Notre organisation, créée en 1902, représente l'ensemble des armateurs opérants sous pavillon français. Nous disposons d'une flotte de 400 navires très diversifiés, la moitié étant une flotte de transport, l'autre moitié une flotte de service. Nous avons également une flotte contrôlée extrêmement importante, qui ne bat pas pavillon français mais reste contrôlée par des armateurs français. Nous avons des champions mondiaux tels que la Compagnie maritime d'affrètement – Compagnie générale maritime (CMA-CGM), Louis Dreyfus Armateurs ou Bourbon Offshore ainsi que nos compagnies de ferries qui assurent une certaine continuité, y compris sur nos côtes, avec les îles du Ponant, la Corse et les outre-mer. Notre flotte océanique permet de poser les câbles sous-marins indispensables à la circulation de l'information. Il s'agit d'une spécialité française, avec une flotte d'environ dix câbliers.

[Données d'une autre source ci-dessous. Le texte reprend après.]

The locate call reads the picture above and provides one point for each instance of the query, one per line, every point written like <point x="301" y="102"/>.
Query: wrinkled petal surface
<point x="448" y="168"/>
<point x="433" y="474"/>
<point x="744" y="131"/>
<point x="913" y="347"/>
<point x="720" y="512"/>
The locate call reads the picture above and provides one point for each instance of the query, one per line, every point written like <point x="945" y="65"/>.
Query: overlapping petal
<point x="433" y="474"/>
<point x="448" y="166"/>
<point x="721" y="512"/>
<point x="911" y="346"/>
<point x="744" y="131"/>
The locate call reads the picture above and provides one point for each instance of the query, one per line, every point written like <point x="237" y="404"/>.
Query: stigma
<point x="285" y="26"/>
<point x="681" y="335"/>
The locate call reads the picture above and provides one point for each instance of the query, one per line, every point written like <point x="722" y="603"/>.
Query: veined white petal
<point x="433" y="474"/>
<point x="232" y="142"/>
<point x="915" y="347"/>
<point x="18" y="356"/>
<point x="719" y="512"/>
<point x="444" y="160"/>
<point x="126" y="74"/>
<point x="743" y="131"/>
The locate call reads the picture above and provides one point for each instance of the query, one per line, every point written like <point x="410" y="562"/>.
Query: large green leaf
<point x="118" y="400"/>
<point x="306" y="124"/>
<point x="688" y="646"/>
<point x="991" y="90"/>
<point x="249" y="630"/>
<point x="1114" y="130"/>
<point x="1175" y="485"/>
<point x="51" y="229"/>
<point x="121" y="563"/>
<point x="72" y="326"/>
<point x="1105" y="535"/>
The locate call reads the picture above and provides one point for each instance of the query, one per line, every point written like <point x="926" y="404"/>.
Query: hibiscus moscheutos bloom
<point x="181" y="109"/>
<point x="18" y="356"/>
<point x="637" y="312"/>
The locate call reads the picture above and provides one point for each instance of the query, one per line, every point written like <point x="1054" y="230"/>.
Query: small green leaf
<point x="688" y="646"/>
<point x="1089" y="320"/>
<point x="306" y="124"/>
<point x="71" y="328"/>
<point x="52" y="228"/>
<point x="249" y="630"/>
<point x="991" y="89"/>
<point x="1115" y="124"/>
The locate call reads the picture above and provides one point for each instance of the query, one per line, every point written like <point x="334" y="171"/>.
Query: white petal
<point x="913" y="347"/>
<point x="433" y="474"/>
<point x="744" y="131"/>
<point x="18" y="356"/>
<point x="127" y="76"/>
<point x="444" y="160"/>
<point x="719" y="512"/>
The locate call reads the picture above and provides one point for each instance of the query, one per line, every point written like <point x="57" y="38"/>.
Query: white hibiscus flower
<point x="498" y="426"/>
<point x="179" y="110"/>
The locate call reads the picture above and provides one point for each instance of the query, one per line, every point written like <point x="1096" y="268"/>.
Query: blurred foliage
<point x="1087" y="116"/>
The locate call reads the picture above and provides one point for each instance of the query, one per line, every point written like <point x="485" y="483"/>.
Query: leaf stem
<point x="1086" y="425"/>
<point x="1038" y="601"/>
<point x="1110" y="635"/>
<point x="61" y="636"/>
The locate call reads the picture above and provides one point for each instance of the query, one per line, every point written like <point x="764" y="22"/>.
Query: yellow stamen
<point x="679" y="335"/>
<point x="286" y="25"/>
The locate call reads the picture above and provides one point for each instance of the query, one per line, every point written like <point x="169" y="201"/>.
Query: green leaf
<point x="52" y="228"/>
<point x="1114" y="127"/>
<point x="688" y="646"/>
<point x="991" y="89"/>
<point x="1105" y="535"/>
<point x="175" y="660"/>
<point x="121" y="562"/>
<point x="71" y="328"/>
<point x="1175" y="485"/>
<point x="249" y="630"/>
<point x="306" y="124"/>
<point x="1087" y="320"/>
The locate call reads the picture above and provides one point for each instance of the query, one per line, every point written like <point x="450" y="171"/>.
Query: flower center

Vos prédécesseurs ont toujours considéré notre marine marchande – privée certes –comme une flotte de commerce stratégique, car l'économie mondiale se réalise en grande partie sur les mers : 90 % des marchandises empruntent des navires durant leur parcours. Depuis une trentaine d'années, nous avons résisté et évité la disparition de la marine marchande. On aurait pu avoir une politique d'option zéro navire, zéro marin, zéro armateur et donc voir la marine marchande française disparaître, mais un certain nombre de mesures ont été prises depuis les années 80 pour éviter cette disparition. Pendant cette période, la flotte mondiale a crû de 4 à 5 % par an en moyenne et la flotte française s'est maintenue à un certain niveau. Notre ambition actuelle est de repartir à la conquête de cette économie mondiale par les mers. Nous disposons d'atouts considérables. Nous représentons la deuxième puissance océanique mondiale grâce à notre zone économique exclusive, principalement dans nos outre-mer. Nous avons la chance d'avoir encore une marine marchande et nous voulons la faire croître.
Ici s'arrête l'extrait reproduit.